6. En quatrième lieu, M. B fait valoir qu’il est présent de manière stable depuis près de huit ans, qu’il y a établi des liens personnels et qu’il ne représente pas une menace pour l’ordre public, en se prévalant de la signature d’un contrat par lequel il s’est engagé à respecter les principes de la République le 25 juillet 2025 – au demeurant, postérieurement à l’arrêté attaqué. Cependant, si M. B produit des éléments dont il ressort qu’il est présent en France depuis à tout le moins le mois de septembre 2017, il ne justifie pas de l’existence de liens intenses et stables en France, alors qu’il a déclaré lors de son audition par les services de la gendarmerie nationale, qu’il n’avait pas d’attaches en France et qu’il était le père d’un enfant de douze ans résidant au Mali. Par ailleurs, s’il produit un bulletin de salaire afférent au mois de juin 2022 pour un emploi de manutentionnaire au sein de l’entreprise Harmonie Services, ainsi qu’un contrat avec l’entreprise BTP en qualité de manœuvre à compter du 8 novembre 2023, date à laquelle il était titulaire d’un récépissé pour une première demande de titre de séjour, ces éléments ne sont pas de nature à établir une particulière intégration professionnelle. Dans ces conditions, et alors même que M. B ne constitue pas une menace pour l’ordre public, la préfète du Loiret pouvait, sans commettre d’erreur d’appréciation ni méconnaître l’article 8 de la convention européenne de sauvegarde des droits de l’homme et des libertés fondamentales – à supposer ce dernier moyen invoqué – édicter à son encontre une interdiction de retour sur le territoire français pour une durée d’un an.

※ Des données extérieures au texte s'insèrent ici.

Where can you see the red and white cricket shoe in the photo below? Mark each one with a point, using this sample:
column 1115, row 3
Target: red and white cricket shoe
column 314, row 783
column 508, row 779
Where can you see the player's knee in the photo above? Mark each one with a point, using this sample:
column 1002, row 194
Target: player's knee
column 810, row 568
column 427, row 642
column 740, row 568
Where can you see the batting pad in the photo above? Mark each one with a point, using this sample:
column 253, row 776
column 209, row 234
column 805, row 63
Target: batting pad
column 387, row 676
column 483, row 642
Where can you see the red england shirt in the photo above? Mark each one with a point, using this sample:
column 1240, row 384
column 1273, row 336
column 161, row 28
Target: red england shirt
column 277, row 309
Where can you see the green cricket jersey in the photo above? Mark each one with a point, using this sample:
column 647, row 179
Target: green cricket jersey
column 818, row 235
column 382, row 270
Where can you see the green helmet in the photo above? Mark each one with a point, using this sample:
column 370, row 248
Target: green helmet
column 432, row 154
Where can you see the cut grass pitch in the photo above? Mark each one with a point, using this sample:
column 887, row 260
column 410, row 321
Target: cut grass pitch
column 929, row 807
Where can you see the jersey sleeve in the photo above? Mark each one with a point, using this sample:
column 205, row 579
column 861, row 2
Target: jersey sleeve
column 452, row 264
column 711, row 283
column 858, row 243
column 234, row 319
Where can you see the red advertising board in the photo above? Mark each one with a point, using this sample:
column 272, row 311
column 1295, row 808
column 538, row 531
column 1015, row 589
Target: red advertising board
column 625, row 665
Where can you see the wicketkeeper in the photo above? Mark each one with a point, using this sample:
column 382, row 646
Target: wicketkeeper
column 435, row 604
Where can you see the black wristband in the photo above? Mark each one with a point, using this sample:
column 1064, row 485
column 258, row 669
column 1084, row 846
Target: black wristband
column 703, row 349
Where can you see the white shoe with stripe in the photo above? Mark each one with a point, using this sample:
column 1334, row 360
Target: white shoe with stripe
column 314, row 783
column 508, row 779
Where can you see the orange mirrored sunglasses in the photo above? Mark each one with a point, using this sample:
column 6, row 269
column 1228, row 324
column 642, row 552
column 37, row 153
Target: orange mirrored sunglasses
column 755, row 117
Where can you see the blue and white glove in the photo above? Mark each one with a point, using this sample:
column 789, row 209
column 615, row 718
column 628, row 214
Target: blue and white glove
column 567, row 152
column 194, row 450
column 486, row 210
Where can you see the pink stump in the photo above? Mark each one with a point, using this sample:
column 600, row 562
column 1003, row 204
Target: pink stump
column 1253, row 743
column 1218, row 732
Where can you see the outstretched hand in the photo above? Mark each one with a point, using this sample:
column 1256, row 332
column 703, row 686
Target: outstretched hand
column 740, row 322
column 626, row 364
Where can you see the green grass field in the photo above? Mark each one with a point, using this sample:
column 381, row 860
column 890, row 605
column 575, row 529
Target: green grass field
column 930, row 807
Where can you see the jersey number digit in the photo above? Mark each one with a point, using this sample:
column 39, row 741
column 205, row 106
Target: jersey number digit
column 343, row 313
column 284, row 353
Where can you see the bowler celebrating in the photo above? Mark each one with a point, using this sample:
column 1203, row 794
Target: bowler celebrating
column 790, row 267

7. Il résulte de tout ce qui précède que les conclusions de M. B tendant à l’annulation de l’arrêté du 23 juillet 2025 par lequel la préfète du Loiret a pris à son encontre une interdiction de retour sur le territoire français pour une durée d’un an doivent être rejetées, ainsi que les conclusions à fin d’injonction dont elles sont assorties et les conclusions présentées sur le fondement de l’article L. 761-1 du code de justice administrative, dès lors que l’Etat n’est pas la partie perdante dans la présente instance.
D E C I D E :
Article 1er : La requête de M. B est rejetée.
Article 2 : Le présent jugement sera notifié à M. A B et à la préfète du Loiret.
Rendu public par mise à disposition au greffe le 21 août 2025.
La magistrate désignée,
Véronique C
La greffière,
Florence PINGUET-COMMEREUC
La République mande et ordonne à la préfète du Loiret en ce qui la concerne ou à tous commissaires de justice à ce requis en ce qui concerne les voies de droit commun contre les parties privées, de pourvoir à l’exécution de la présente décision.